Why Climate Change Matters to Black Lives

Climate change is both a global issue and an environmental justice issue that threatens people of color lives the most.

The same moral justifications that support the Department of Justice and its derivative the police institution, which permits the murder of Black and Brown people, also serves as the moral foundation for maintaining economic disparities, political disenfranchisement, environmental injustice and as a result climate change. If we want to stop killing of black people, we cannot only look at the direct killings, done by police officers we must also look at the slow, insidious killing of black people through environmental pollutants.

As with most things in this racist system, marginalized communities like people of color, migrants and poor people get the short end of the stick. (Poor) Black people are literally breathing different air than rich white people, the places with the lowest air quality and highest levels of toxins are also the places where the majority of minorities live due to the lower cost of living in these places. This is why Black people have the highest rates of asthma and why black woman have high rates of infant mortality. Although climate change is affecting the entire planet, as with everything else, black people are getting the worst of it.

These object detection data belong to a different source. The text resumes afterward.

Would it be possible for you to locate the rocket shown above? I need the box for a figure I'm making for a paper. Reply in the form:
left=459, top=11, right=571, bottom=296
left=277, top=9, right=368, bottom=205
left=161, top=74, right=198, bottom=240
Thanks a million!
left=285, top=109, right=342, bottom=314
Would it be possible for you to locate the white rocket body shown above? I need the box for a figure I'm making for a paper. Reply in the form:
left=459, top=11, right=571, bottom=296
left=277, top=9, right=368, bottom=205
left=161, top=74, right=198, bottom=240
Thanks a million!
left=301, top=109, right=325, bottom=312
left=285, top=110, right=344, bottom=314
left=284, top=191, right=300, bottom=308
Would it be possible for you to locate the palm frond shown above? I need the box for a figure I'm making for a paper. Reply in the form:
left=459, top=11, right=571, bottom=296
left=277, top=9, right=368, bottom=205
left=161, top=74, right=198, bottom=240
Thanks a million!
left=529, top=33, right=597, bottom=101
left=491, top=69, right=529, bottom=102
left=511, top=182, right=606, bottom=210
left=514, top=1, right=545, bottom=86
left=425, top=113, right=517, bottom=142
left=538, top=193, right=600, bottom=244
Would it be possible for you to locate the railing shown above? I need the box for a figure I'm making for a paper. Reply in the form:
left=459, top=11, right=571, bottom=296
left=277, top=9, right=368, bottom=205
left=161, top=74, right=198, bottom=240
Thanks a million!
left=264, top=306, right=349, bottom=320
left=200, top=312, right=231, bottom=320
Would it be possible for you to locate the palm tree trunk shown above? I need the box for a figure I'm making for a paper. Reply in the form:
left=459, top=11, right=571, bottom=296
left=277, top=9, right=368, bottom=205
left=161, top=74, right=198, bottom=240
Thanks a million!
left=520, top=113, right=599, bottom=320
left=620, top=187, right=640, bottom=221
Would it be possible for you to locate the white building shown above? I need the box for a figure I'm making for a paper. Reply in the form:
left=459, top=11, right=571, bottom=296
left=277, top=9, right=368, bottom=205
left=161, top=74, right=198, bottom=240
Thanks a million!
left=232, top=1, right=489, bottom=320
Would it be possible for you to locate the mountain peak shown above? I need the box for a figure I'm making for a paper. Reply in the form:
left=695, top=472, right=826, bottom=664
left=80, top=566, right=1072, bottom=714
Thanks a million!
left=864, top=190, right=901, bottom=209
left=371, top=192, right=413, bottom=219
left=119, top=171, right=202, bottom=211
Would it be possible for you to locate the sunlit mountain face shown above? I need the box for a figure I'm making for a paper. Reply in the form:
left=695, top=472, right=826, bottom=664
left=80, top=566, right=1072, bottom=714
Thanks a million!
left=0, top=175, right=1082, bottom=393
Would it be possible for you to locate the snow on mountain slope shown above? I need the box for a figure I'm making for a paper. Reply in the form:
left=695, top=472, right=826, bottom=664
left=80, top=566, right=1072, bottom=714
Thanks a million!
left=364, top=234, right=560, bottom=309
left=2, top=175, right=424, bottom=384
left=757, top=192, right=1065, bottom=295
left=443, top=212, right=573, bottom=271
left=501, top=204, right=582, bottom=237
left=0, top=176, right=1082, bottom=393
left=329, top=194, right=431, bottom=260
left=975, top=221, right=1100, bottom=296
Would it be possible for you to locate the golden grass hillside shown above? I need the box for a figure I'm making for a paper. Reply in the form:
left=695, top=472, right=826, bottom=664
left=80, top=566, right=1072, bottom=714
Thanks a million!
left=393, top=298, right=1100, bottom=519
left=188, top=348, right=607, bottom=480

We have already seen this during Hurricane Katrina and Hurricane Sandy, where Black people were the last to be rescued from the wreckage, and with climate change these disasters are becoming more frequent. As natural disaster frequency increases, those with money and power will be able to protect their own, leaving marginalized communities to fend for themselves.

If Black Lives Matter as much as White lives, we would have already done something about climate change. But it is not the elite and privileged in the USA, England or Germany who is already being affected by climate change but black and brown lives throughout the rest of the world. Droughts have already caused thousands of preventable deaths in Africa, the monsoons are already drowning people in India, the decreased snow-pack is already causing shortages of freshwater in South America, the melting glaciers have already caused thousands of Indigenous people in the Arctic to be displaced and the rising tides have already risen over Pacific Islanders homes. The failure of the Global community to take action on climate change to stop these impacts tells us that those in power do not believe #BlackLivesMatter.

To oppose one part of the system, and in particular Police Brutality, without recognizing the larger superstructure that is maintained by racist ideologies will not serve to unhinge the system that oppresses us. This superstructure, just like police brutality, is hinged to capitalism, and capitalism, as Malcom X said, cannot exist without racism. Capitalism is an extension of colonialism, which entails the exploitation of both our people and the earth, dislocating and destroying the relationships countless peoples once had with the earth, and commodified both. The White Supremacist Ideology emerged with colonialism as the Europeans systematically exploited the labor of people of color; the Indigenous from the ‘Americas’ and the Black People stolen from the African continent to be enslaved. This is the ideology and system of justifications that has been transmitted to the contemporary corporations that continue to exploit the people and the earth. So, opposing police brutality and not the slow, insidious killing of black people through environmental pollutants is simply not enough.

Climate Change matters to Black Lives because we are the first ones impacted and the most impacted globally, and at its base are the core racist ideologies that have led us to challenge police brutality.